I knew immediately because of the click-click of the drops hitting the awning
Daddy had put up that summer to shield my window from the sun’s burning rays.
It was autumn now, and when I looked outside, the brown, orange, and gold
leaves of the trees in our backyard were drenched and sleepily waving in the
breeze.
We didn’t have carpeting, and the floorboards
were cold on my bare feet. After climbing down the stairs, I pretended to be a
tightrope walker, balancing myself on single floorboards all the way to the
kitchen. Daddy was sitting in “his chair” reading the paper and smoking his
pipe. I always loved the smell of his burning tobacco, but when Tad, my older
brother, would sneak a cigarette, its stink made me sick.
Tad was thirteen, and that wasn’t his real
name, which was George. He had read “Tad” in some book and liked it better than
being called Junior because he had been named after Daddy. But now my two front
teeth were missing, and when I said “Tad” it came out “Dad.” This could make
things confusing since sometimes no one knew who was talking to whom, but it
wasn’t all the Toothfairy’s fault. Tad’s voice sounded a lot like mine, due to
his age, and he called our father simply Dad. Mommy said she’d be glad when her
children could speak normally.
Mommy was wearing a pink Sunday dress and a
stained white apron as she peered into the oven. When she turned around and saw
me, her lips pursed up as if she had eaten a lemon. “Lexie, look at you,
walking around barefoot on this cold floor.” I looked down at my dirty little
feet and then back to my mother’s eyes. “You’re sick enough as it is. Now you
get back to bed.”
Then Daddy said without taking his eyes off his
paper, “Let her stay. Her room gets so cold, the warm oven will do her good.”
He hadn’t gone to church that morning. He had stayed home because of me, but he
tried to get out of going to church as much as Mommy would let him anyway.
Mommy felt my face for fever. I always loved
the way she smelled, no matter what. I liked it on special occasions when she
put Émeraude on her wrists and behind her ears, but today she smelled like
bread, and I knew she’d been baking. This was my favorite smell since I was the
one to get the heel off the loaf fresh from the oven. Mommy told me to sit down
and she’d fix me up some breakfast. Tad came in from outside. He was already
filthy from playing with the neighbors, and his oiled hair was messed up.
“What’d you do with your church clothes when
you changed?” Mommy asked without turning from the stove.
“I haven’t changed yet.”
Mommy looked at him, and her face turned red.
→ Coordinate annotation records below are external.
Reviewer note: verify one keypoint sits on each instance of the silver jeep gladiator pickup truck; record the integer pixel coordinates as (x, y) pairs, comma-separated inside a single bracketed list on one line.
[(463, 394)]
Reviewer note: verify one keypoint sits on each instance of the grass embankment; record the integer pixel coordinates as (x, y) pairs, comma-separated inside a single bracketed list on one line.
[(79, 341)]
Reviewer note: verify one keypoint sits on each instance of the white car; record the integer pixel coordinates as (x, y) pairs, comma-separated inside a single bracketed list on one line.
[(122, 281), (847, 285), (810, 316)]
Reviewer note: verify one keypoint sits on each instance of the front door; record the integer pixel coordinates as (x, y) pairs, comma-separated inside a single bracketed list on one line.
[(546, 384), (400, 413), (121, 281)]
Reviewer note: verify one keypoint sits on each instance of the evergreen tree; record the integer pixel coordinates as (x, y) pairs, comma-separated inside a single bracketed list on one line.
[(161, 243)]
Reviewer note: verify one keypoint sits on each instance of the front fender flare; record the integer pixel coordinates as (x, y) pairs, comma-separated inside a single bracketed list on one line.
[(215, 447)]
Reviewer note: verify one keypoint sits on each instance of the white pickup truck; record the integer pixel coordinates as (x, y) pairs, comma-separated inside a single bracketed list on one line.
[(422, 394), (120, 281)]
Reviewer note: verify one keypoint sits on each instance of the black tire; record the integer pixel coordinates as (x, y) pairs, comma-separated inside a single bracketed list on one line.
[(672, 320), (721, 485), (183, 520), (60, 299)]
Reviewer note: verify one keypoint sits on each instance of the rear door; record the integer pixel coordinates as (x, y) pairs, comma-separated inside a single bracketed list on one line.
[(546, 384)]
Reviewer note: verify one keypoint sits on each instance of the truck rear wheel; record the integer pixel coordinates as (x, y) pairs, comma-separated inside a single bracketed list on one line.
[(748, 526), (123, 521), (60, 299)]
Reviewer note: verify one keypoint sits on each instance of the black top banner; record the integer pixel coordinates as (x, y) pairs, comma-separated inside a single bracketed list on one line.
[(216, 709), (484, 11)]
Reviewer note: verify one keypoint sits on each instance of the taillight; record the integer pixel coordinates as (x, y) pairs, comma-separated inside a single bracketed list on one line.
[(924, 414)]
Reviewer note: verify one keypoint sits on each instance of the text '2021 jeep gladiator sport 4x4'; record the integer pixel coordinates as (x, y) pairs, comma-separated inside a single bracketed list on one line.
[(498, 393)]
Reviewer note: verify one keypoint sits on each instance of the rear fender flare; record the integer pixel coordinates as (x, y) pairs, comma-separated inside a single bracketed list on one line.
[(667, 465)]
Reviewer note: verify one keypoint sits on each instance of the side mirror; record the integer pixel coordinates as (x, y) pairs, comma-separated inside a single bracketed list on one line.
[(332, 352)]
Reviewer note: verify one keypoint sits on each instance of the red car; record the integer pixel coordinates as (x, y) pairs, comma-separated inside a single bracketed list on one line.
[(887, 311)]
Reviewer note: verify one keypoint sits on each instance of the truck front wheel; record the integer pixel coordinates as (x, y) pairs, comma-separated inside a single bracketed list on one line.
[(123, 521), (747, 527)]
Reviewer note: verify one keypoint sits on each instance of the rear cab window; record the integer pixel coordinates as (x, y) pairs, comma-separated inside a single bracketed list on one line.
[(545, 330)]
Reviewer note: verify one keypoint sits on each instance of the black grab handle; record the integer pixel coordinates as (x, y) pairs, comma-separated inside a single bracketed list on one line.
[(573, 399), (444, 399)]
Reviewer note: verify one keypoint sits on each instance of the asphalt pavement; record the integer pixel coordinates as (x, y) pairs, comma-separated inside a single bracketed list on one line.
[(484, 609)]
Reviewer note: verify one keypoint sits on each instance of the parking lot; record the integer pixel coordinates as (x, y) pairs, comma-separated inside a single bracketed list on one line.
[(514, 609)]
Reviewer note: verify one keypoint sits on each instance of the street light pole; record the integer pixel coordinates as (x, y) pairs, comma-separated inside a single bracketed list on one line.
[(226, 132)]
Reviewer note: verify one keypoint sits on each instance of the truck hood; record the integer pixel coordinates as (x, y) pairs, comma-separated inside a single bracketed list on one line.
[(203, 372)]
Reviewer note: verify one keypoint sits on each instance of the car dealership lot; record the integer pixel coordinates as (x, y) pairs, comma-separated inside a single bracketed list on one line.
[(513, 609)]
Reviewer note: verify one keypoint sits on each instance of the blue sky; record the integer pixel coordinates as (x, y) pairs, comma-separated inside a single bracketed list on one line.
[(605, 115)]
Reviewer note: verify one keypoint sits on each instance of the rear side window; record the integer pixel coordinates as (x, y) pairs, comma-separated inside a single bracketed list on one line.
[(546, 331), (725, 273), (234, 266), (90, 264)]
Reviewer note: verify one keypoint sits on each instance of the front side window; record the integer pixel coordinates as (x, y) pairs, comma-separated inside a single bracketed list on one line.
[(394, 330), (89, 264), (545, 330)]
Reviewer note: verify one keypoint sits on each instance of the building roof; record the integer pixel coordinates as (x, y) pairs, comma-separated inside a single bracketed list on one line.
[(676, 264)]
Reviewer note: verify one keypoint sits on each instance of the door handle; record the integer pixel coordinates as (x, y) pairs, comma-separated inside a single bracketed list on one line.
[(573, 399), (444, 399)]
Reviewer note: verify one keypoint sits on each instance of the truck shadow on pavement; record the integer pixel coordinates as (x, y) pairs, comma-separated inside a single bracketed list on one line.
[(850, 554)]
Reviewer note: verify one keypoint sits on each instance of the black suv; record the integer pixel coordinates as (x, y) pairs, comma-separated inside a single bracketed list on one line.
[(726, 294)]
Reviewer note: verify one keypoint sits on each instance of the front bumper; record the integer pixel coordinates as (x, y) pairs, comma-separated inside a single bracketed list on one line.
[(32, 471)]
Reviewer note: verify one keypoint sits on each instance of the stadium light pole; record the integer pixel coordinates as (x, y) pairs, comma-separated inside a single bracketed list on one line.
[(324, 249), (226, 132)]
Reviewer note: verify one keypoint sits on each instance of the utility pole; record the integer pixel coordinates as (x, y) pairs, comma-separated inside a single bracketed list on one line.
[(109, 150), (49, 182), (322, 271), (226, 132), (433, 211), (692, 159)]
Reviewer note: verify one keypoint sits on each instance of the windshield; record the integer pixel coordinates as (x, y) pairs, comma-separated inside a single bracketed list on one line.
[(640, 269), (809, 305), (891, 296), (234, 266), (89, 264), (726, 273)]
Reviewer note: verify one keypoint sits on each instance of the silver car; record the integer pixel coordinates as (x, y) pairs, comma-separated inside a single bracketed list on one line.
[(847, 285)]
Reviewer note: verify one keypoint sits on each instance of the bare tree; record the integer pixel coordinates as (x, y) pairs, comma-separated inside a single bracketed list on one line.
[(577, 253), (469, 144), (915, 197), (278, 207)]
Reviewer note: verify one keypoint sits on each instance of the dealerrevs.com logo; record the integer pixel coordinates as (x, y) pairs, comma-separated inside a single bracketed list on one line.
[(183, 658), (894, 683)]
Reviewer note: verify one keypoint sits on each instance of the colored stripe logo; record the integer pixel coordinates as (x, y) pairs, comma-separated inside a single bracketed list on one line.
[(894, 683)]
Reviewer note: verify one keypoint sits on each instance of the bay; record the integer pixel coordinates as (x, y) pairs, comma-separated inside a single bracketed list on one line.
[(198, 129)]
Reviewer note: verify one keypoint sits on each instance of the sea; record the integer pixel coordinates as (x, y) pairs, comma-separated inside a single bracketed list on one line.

“George Andrew Hayward, Junior! You march up those stairs right now and take a
bath so hot that when you come down you’ll be steaming! And you’re not going
out again today!”
“Mom!”
“Don’t you raise your voice to me, young man!
Now march!” She pointed her finger in the direction of the living room, and Tad
sulked off.
Mommy’s face was sweet even though she frowned.
Her face relaxed when the kitchen door closed behind Tad. She and Daddy met
eyes and then she turned back to my breakfast on the stove.
Mommy and Daddy had some sort of secret
communication system. They seemed to have an entire conversation with just one
glance. I asked Mommy about it one day. “You’ll know someday when you marry the
right man.”
I sat in the chair next to my daddy’s with my
feet on the seat and rubbed my shins to warm them. Mommy placed a bowl of
steaming oatmeal before me and stirred in some sugar and milk, and I ate it. It
was a typical Sunday at our house, just like so many others.
Daddy had brought a TV home a couple of years
before. It was black and white and kind of dark. When we first got it, we
thought if you were watching a show and left for a while, when you came back
the show would still be on. Even Daddy was surprised when we found out the show
was over. Tad would always get a pillow from his bed and stretch out on the rug
in front of the TV. Daddy would yell at him because he’d keep squirming his
feet. Usually he fell asleep there on the floor, and I remember thinking how
big his rear end looked.
That night we watched Walt Disney. When Tad
fell asleep, Daddy carried him up the stairs. Daddy was a very strong, big man.
Mommy told me once that the reason she married him was because he was so much
like her father, and I wondered if I would marry a man like Daddy someday, too.
Grandpa had been like a private detective or
something. I once saw him on the front porch picking at a bullet hole in his
chest, cleaning it with a knife. Grandpa must have had quite a life. I heard
Mommy tell our neighbor Mrs. Mahaffey that he had been married to an Indian
woman called Jess a long time before he met my grandmother, and before that he
had been married to a woman named Sarah who died from taking too much aspirin.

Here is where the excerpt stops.